Significant funding will continue to be spent by Government next year in reducing
the risks from flooding and coastal erosion, Climate Change and Environment
Minister Ian Pearson announced today.
The Environment Agency will receive a total of £436 million to fund their
flood management activities - which includes, for example, building and maintaining
defences as well as work on flood forecasting and warning - which more than
restores the reduction made to the Agency's budget in 2006/2007. Their allocation
in 2006/2007 is
On top of the EA's risk management programme Defra funding will also support
local authority and Internal Drainage Board projects worth
£67 million - including new projects at Weston-super-Mare and Ross-on-Wye.
Mr Pearson said:
"This announcement is good news for the many communities such as those
at Nottingham, Wisbech, Weston-super-Mare and Ross-on-Wye who are set to benefit
from continued Government investment in managing the risks of flooding and coastal
erosion. Some £4.5 billion will have been invested across England in total
on flood and coastal erosion measures since 1996/7.
"We already have a full programme of works across the country which is
currently on course to protect more than 100,000 people and their homes over
the current spending period. This high level of funding is being used to good
effect. As these projects are completed over the coming years many new projects
will start. Government funding for future years will be considered carefully
as part of the Government's Comprehensive Spending Review.
"As part of today's decision, we will also be funding longer term analysis
of the challenges posed by flooding and coastal erosion on our coastlines -
a challenge that will only intensify as a result of climate change.
"But the risks of flooding can't be eliminated totally which is why managing
this risk is much more than just building defences. That's why we must adapt
to climate change and improve our resilience to flooding."

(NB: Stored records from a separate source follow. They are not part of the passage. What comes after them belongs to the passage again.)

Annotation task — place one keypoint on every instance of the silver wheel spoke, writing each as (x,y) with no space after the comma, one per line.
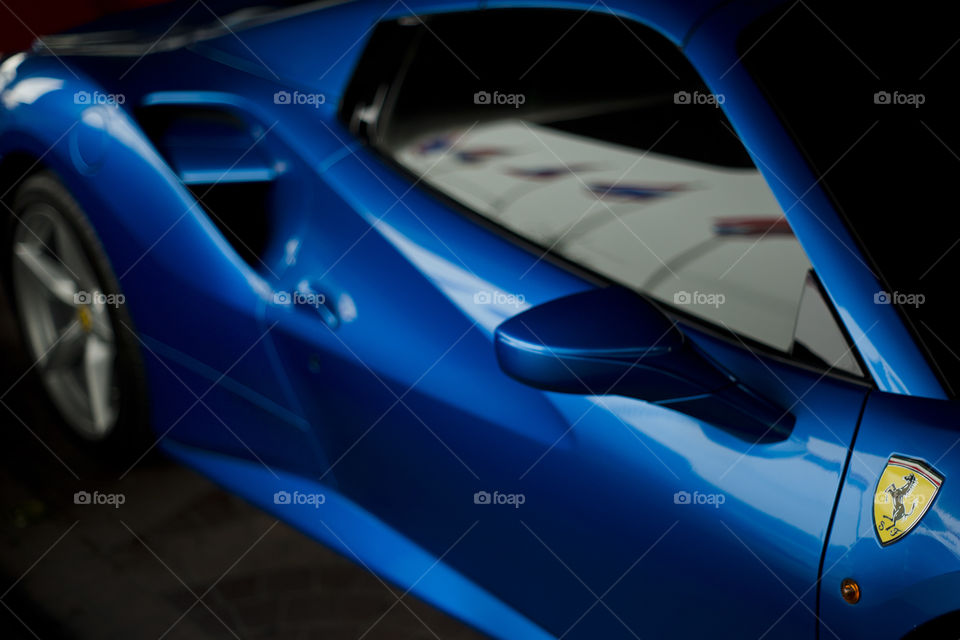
(100,322)
(98,367)
(51,266)
(51,274)
(66,350)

Writing to local authorities announcing the funding allocations, Mr Pearson
also outlined the Government's wider strategy in managing flooding and coastal
erosion. He outlined the important contribution that local authorities could
make in preparing and planning for flood emergencies through local resilience
fora and working with the Environment Agency. Defra is playing a major role
in the Cabinet Office led 'Capabilities Programme' which is working to build
the capability of all key players across the country to respond to a range of
serious emergencies, including flooding.
Mr Pearson also stressed the role that local authorities can play in ensuring
that inappropriate development does not take place in flood and coastal erosion
risk areas. The Government has recently reinforced this message through publication
of Planning Policy Statement 25.
The Government has been working with the Environment Agency and Local Government
Association representatives to develop a suite of Outcome Measures for flood
and coastal erosion risk management. Defra this week launched a formal consultation
on these, along with proposals for a prioritisation process to be used in determining
allocations for the Comprehensive Spending Review 2007 period.